The lines you quote in 5 are approximately what I react against (while at the same time, mostly agreeing) in reading MR’s criticism. It’s this ease she has with naming what is what, with describing how the world should be. She’s quick to see Calvinism in the world, for example, which she can do because she (unlike most people) has read a lot of Calvin. I react a lot like Jeff Sharlett did when he went to her Bible study:

I don’t share Robinson’s beliefs, but I’m fascinated by her gods.

Literature, says Robinson, proceeds by pushing toward definition. The messiah is a definition of how God will act in history. Which is to say, a counter-intuitive definition, since the messiah’s action is that of literature. “The revolution that goes on continuously,” says Robinson, “is a refining of definitions.”

Would that it was so simple. But Robinson detects in the story impulses toward universalism and impulses away from universalism — a literary rubber band.

Or, a “pulse.” “We have broken His heart a million times over.” And every time we do, God responds. “The whole Bible is God trying to say, ‘I take this very seriously.’”

But we just won’t listen, and we keep knocking God around. God, says Robinson, can be understood at times as like an abused wife — an interesting idea about who holds the power in this relationship between humanity and the divine.

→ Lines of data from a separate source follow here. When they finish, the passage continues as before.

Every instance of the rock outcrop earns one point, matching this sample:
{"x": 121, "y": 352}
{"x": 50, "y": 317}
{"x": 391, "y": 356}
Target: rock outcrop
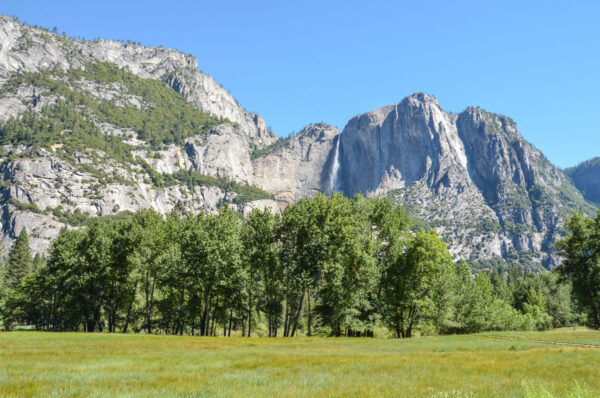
{"x": 471, "y": 176}
{"x": 299, "y": 166}
{"x": 586, "y": 177}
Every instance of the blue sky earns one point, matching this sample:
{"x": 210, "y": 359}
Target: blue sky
{"x": 308, "y": 61}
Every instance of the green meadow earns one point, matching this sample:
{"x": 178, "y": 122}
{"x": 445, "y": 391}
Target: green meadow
{"x": 97, "y": 365}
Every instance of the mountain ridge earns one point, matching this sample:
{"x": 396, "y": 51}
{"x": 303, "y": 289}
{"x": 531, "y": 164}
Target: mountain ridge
{"x": 103, "y": 127}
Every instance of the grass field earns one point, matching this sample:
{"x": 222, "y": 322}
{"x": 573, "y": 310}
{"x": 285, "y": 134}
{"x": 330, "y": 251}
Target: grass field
{"x": 81, "y": 365}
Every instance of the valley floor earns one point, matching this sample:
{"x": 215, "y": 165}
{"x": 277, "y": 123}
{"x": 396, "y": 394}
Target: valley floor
{"x": 93, "y": 365}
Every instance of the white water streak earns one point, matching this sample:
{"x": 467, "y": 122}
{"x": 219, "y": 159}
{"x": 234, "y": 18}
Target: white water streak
{"x": 335, "y": 166}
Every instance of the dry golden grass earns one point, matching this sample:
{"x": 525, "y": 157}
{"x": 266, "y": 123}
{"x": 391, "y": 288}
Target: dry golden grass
{"x": 82, "y": 365}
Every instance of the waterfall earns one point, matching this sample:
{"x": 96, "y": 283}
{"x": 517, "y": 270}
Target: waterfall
{"x": 335, "y": 167}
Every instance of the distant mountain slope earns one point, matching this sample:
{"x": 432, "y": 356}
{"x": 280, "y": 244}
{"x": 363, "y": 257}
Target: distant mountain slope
{"x": 471, "y": 176}
{"x": 586, "y": 177}
{"x": 104, "y": 128}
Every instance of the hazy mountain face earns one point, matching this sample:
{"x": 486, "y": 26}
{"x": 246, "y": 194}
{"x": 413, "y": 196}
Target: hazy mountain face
{"x": 586, "y": 177}
{"x": 99, "y": 128}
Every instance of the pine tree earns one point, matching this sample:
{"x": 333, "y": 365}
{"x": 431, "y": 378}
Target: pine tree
{"x": 19, "y": 261}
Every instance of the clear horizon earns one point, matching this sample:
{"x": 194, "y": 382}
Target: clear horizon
{"x": 298, "y": 64}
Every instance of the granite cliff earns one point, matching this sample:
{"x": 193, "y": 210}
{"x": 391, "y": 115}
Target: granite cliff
{"x": 102, "y": 128}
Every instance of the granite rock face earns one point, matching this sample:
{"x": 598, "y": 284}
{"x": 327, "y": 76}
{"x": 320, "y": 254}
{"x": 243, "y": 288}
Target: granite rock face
{"x": 43, "y": 190}
{"x": 300, "y": 166}
{"x": 471, "y": 176}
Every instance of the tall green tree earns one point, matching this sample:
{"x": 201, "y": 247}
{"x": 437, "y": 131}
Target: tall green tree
{"x": 581, "y": 253}
{"x": 19, "y": 261}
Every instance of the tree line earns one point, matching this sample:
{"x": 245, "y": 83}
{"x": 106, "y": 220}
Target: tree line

Then Robinson says: “What would we do without feeling like we’re on the dark side of justice?” I’m not sure what she meant by that, but I wrote below it, “asked in a tone of gratitude.” She follows with: “As soon as language of justice emerges, it becomes metaphysical.” So perhaps this all means that we’re spared the abstraction of one of the things that matters most to us — justice — by being on the wrong side of it. There are moments of justice in this world, she says, but not where we expect them (or create them?)

The last coherent note I made was: “Humanity will be betrayed by authority.”

“Would that it were so simple” is exactly what I want to say every time.

What I see in her is a dialectic between literature and religion; the one defining, the other resisting definition: literature as the capturing/description of the ephemeral, religion the experience of the nouminous.

To all that, though, I wonder (and to the whole creed screed) how do you line this definition up with the various definitions offered up by Church Fathers of religion as a bounding to God and tradition, on the one hand, as a constant re-reading/meditation of Scripture on the other.

I imagine that what you find yourself agreeing (and disagreeing) with is the Gadamerian hermeneutical circle this essay seems to posit. Agreeing because it has the flavor of being right; disagreeing because it has little of the threat of the loss of self or misunderstanding. That is, American poetry as the best philosophy (theology, given the topic at hand?) casts literature/poetry as the always productive, always victorious, always useful Virgil through this vale of woe. And, that celebratory rhetoric almost seems flippant.